IOWANIA! LAST DAY UNTIL ALBUM DROPS!

sorry i didn’t get to posting yesterday guys, i was working on too many awesome things at once. but here’s two tracks to make up! two remixes!

first is toadzodiac. makes beats, plays guitar, paints, again, theme forming here w/r/t the people i get remixes from?

Prolonging/Even If (Toadzodiac mix) by clancy everafter

and the last and final pre-iowania track you get is this stellar remix by jethro! awesome stuff.

Even If Nothing Came Of It (Jethro’s remix) by clancy everafter

Tags: iowania remix

Nov 16 '11
everyday wake up ft. jos and romulan

what do i say about jos? kid is amazing. kid is persistence personified. raps, makes beats, paints—why do i know so many killers with that resume’? 

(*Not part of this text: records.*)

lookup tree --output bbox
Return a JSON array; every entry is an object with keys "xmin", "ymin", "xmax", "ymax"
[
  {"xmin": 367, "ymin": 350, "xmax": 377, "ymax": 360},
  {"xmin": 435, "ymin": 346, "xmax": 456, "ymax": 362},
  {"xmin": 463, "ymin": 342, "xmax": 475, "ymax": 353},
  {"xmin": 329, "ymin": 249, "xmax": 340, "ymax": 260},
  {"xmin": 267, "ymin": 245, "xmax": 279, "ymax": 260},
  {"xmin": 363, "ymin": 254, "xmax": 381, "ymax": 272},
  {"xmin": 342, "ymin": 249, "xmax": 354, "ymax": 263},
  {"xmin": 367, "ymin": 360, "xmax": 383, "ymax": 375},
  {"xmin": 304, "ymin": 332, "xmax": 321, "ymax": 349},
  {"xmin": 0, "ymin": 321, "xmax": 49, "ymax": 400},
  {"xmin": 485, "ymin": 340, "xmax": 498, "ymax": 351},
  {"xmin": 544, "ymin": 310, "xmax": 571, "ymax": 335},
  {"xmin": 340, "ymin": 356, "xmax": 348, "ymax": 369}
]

so yeah, years ago, jos and me collabo’d on stuff for about 9 months, before he moved out of state. he would come sit on my couch on sundays, usually, and nod yes or shake his head no as i chopped up samples and made beats. he got his pick of whatever i made in those sessions, and we’ve been posse ever since. he completely destroyed and redeemed the samples i sent out for remixes into this incredible track, which features another iowa city expat, romulan, rapping with him on it. too cold!

Nov 15 '11
josiowania (Soviet Shriner mix)

homeboy matty and me met in 1995, when we were little Gs at mmc. really soon thereafter, we collaborated with some other folks on a parody of a silly mmc zine some chachi fuckers had put out. we were lampooning a counterculture cargo cult crapheap, and we had better desktop publishing skills than they did. from thereon, it has been pretty goddamn awesome to know the guy. we were indoctrinated into the cult of napster simultaneous, we were on a radio show for years, remixed each other’s shit, it’s some long-term bromance shit we got going on. he makes beats as the soviet shriner, and here is his remix.

Tags: soviet shriner iowania remix

Nov 14 '11
troubled sighs (Vinyl Iowan E-Mix by Earl-E)

BOOM! REMIX TIME!

Back back in the day day, a bunch of us Iowa City production types used to gather at this young woman Helen’s house for weekly meet-ups where we’d talk shit and play beats. Earl-E was a turntablist, and really the only one in town at the time. He would play stuff at the meetings that would have my head turned around with envy, because I was making all my stuff on the computer, so he could bend and warp his samples on the tables in ways I wasn’t even half-way prepared to step to. Eventually he moved to Cali, where he works with Prose, a dope emcee, and apparently kills it on a regular basis, as evidenced by this sicko chop session remix he made for yours truly.